Method for measuring and correcting the fit of fixed dental prostheses
- Authors: Muradov M.A.1, Erokhin V.A.2, Ryakhovsky A.N.1, Trunin D.A.2
-
Affiliations:
- Central Research Institute of Dentistry and Maxillofacial Surgery
- Samara State Medical University
- Issue: Vol 29, No 1 (2025)
- Pages: 55-62
- Section: Clinical Investigations
- Submitted: 14.11.2024
- Accepted: 29.11.2024
- Published: 01.03.2025
- URL: https://rjdentistry.com/1728-2802/article/view/641817
- DOI: https://doi.org/10.17816/dent641817
- ID: 641817
Cite item
Abstract
BACKGROUND: One of the key indicators of the quality of fixed prostheses is their precise fit to the prosthetic bed. Errors occurring at clinical and laboratory stages during prosthesis fabrication often lead to variations in the degree of fit of the final prosthesis. Most existing methods for evaluating prosthesis fit are primarily of scientific interest and have not gained widespread clinical application due to their complexity and inconvenience in practical use.
AIM: To improve the effectiveness of prosthetic treatment by enhancing the fit of fixed dental prostheses.
MATERIALS AND METHODS: The fit of completed prostheses was assessed using a silicone test and a specialized device — a calibrator — which enables the clinician to quickly and accurately measure the thickness of the silicone film.
RESULTS: It was found that all prostheses received from the dental laboratory exhibited varying degrees of fit. The measured values ranged from 20 to 200 µm, with 50% of the prostheses exceeding 100 µm. Adjustments made to crowns using the proposed method improved their fit by an average of 59.28%.

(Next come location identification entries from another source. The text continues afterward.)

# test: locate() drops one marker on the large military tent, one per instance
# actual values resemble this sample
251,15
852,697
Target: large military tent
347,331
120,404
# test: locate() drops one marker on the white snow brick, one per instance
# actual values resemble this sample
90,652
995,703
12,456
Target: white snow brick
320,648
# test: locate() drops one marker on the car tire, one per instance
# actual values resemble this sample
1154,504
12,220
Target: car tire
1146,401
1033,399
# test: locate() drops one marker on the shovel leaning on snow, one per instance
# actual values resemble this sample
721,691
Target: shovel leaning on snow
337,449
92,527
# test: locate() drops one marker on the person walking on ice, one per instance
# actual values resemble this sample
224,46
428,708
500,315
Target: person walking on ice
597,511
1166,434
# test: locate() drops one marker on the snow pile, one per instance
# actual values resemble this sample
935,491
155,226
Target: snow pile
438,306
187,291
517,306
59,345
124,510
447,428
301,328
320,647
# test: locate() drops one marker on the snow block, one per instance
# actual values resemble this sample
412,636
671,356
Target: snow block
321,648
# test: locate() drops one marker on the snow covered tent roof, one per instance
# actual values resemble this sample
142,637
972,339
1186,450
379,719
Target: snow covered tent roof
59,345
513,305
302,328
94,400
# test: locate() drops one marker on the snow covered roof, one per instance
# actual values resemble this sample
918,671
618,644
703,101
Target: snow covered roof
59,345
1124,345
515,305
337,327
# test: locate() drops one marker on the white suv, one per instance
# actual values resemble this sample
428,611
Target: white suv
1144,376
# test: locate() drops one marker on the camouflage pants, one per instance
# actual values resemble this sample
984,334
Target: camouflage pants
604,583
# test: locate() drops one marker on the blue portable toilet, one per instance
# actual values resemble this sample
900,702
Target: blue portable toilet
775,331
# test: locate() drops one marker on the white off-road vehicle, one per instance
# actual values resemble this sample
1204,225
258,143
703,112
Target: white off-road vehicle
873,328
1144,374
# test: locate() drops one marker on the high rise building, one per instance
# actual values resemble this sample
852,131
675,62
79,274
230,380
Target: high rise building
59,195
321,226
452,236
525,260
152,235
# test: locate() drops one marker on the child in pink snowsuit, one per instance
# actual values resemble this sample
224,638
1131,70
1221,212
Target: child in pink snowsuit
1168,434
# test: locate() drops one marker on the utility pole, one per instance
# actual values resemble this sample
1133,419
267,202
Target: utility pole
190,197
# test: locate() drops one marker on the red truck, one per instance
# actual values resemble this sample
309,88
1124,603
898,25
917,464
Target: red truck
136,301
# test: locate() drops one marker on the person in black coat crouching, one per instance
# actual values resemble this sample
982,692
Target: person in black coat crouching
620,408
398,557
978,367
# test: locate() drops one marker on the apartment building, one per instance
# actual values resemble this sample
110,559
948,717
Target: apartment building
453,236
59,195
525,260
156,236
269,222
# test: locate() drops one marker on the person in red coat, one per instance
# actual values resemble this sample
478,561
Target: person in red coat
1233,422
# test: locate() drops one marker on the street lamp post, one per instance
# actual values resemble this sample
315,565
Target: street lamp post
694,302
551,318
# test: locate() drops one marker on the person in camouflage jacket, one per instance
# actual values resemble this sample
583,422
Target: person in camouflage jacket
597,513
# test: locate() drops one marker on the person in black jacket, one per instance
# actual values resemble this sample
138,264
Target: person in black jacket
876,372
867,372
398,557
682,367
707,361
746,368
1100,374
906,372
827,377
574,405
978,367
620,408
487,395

CONCLUSION: The proposed clinical method for assessing and correcting the marginal fit of fixed dental prostheses allows clinicians to monitor this parameter effectively and achieve clinically acceptable values.
Full Text
BACKGROUND
The long-term success of prosthodontic treatment largely depends on the quality of dental prosthesis fabrication. One of the key quality indicators for fixed dental prostheses is the accuracy of their fit to the prepared tooth. There is a direct correlation between the service life of fixed dental prostheses and the degree of their fit to the prepared tooth [1]. Inadequate fit results in pronounced marginal gaps, microleakage, and reduced retention of the prosthesis, necessitating an increased thickness of the luting cement layer [2, 3]. Consequently, the risk of such complications as secondary caries in the cervical area of the tooth, periodontal tissue pathology, formation of periodontal pockets and tooth mobility, premature loss of retention increases [4].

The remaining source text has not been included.